Artigo 17º O Conselho Fiscal é constituído por presidente, secretário e vogal, competindo-lhe: a) emitir pareceres sobre o plano de atividades e orçamento da Direção; b) examinar a escrita da Associação; c) elaborar parecer sobre relatório de atividades, balanço e contas da Direção, a ser submetido à Assembleia Geral.

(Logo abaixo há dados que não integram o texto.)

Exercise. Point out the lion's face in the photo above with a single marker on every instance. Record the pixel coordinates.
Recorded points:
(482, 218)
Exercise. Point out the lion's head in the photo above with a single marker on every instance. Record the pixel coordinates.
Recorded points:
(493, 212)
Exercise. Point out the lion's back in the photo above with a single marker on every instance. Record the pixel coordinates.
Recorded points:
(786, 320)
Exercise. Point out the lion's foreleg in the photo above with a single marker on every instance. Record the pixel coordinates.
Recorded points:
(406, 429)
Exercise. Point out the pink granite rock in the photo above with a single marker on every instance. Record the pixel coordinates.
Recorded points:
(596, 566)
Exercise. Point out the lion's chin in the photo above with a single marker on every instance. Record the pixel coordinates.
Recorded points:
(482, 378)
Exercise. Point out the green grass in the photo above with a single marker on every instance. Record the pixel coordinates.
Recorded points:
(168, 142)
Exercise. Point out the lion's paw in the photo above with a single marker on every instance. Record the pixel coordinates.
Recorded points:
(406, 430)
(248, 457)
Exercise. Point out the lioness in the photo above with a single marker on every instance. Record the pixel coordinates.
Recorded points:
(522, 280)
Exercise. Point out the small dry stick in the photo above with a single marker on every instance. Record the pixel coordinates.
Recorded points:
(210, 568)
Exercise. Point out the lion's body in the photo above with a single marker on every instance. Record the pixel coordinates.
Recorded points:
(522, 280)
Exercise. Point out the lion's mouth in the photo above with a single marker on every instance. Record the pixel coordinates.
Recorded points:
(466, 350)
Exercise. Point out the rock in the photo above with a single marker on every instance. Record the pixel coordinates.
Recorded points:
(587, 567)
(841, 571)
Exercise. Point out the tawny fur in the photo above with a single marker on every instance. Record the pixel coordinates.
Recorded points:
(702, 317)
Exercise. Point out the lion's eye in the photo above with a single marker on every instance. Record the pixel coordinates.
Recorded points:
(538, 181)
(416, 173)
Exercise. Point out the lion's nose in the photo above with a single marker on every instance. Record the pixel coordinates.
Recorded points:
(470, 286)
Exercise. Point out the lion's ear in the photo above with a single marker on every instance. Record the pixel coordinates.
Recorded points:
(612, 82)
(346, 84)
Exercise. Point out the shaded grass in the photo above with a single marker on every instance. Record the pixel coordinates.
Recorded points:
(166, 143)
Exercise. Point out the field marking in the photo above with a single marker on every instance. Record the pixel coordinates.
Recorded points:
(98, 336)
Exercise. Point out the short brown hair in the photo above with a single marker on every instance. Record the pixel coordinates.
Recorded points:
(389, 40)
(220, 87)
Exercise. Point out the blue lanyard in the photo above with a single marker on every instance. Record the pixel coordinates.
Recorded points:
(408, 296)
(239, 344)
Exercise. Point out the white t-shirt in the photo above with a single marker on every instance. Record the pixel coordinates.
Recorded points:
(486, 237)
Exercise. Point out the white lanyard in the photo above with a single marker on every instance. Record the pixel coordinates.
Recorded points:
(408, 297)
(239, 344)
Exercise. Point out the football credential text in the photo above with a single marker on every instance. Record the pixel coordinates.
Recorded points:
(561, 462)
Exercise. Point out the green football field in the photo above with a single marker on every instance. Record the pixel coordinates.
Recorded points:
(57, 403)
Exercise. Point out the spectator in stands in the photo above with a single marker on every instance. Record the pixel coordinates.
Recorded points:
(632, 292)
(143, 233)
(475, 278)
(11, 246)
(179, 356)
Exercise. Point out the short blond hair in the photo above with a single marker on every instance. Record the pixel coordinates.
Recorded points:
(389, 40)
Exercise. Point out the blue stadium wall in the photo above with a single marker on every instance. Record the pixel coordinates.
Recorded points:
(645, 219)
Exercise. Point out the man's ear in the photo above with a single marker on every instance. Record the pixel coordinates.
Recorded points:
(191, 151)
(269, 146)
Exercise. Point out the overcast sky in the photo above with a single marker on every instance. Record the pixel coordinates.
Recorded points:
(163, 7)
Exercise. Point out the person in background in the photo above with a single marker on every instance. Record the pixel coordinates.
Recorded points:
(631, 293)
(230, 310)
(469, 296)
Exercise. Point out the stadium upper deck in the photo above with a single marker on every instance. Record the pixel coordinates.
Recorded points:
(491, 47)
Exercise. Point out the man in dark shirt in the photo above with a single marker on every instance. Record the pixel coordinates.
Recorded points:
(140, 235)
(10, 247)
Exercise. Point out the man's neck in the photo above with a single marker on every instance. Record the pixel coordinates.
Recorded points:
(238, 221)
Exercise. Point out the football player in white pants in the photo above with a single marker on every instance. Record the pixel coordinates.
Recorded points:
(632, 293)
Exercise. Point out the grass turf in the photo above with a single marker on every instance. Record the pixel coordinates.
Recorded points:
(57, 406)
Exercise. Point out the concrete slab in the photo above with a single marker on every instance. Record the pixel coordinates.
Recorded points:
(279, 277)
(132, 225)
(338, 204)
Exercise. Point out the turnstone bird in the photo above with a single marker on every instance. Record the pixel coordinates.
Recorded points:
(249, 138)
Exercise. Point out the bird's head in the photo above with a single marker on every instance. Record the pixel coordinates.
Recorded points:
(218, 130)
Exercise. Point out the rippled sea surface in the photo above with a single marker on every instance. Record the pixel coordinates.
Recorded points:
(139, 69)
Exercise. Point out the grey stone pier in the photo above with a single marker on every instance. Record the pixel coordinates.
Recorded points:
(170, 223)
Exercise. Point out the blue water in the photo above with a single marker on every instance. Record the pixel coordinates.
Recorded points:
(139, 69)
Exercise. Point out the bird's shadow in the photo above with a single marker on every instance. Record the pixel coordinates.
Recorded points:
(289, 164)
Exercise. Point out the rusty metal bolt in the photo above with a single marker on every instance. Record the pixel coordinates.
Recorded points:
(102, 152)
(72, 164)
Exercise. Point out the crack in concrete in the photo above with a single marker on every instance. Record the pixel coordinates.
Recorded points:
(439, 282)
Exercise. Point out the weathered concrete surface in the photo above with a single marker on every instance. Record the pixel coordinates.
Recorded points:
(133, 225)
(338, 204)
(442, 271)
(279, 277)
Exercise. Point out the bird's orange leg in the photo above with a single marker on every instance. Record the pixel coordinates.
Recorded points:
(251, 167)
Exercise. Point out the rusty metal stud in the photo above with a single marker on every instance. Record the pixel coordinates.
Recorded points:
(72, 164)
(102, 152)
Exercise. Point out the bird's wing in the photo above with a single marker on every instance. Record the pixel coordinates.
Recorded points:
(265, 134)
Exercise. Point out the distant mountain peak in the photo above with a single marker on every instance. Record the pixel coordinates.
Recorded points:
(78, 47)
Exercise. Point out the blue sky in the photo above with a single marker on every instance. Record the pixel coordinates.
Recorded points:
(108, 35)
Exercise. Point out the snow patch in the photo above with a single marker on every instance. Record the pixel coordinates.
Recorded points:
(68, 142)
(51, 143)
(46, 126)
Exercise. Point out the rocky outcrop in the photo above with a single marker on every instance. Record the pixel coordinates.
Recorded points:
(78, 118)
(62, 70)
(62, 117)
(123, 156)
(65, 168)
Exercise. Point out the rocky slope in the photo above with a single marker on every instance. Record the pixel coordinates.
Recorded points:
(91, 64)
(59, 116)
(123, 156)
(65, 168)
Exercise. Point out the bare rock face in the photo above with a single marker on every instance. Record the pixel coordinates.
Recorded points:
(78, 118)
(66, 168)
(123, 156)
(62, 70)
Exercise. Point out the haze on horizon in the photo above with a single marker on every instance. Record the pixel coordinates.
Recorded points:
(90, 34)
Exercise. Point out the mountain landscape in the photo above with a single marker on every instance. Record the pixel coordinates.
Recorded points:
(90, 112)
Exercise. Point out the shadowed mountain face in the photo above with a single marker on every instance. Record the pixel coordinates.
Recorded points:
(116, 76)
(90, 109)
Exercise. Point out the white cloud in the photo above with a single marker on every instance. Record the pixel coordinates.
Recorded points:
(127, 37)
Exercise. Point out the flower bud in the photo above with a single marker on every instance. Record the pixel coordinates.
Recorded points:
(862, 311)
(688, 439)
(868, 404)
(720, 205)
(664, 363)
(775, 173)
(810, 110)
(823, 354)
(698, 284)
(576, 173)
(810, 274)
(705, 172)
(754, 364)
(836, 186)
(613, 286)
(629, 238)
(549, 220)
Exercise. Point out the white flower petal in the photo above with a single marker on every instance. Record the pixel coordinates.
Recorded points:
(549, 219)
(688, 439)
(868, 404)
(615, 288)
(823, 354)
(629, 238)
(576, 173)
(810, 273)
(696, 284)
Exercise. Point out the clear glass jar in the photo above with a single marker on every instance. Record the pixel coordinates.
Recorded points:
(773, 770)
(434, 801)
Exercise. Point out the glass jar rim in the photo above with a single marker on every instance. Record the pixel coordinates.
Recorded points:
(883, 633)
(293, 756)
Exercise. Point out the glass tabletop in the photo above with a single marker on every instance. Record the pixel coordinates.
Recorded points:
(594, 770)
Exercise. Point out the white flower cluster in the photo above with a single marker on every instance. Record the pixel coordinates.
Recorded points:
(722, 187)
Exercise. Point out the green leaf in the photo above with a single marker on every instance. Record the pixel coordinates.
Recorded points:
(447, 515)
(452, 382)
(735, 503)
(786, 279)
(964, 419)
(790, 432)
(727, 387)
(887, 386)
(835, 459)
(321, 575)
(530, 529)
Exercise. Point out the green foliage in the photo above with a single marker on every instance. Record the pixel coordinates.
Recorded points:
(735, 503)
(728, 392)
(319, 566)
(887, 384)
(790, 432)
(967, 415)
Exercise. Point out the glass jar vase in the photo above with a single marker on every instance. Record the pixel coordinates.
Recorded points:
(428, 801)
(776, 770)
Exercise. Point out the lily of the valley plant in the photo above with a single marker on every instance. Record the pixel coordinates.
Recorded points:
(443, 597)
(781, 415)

Artigo 18º § 1 – A Direção é constituída por presidente, secretário, tesoureiro e quatro vogais, devendo estar representados os três grupos profissionais, com pelo menos dois elementos cada um. § 2 – A Direção reúne, ordinariamente, pelo menos uma vez em cada trimestre e, extraordinariamente, sempre que o seu presidente, ou a sua maioria simples o entenda necessário. § 3 – A Direção delegará competências em núcleos multiprofissionais constituídos por um médico, um enfermeiro e um administrativo, visando a concretização das ações referidas no artº 2º. § 4 - As deliberações são tomadas por maioria de votos dos membros presentes, tendo, em caso de empate, o presidente voto de qualidade.
Artigo 19º Compete à Direção: a) representar a Associação em juízo e fora dele, por intermédio do seu presidente ou de pessoa por ele designada; b) elaborar e executar, anualmente, o plano de atividades; c) elaborar o orçamento anual da Associação; d) apresentar anualmente à Assembleia Geral o relatório, o balanço e as contas da gerência, acompanhados do parecer do Conselho Fiscal; e) submeter à apreciação da Assembleia Geral as propostas que se mostrem necessárias; f) deliberar sobre a admissão de novos membros; g) deliberar sobre a aplicação de sanções; h) arrendar ou adquirir viaturas, equipamentos e bens imóveis para instalar os serviços da Associação, desde que autorizada pela Assembleia Geral; i) convocar a Assembleia Geral.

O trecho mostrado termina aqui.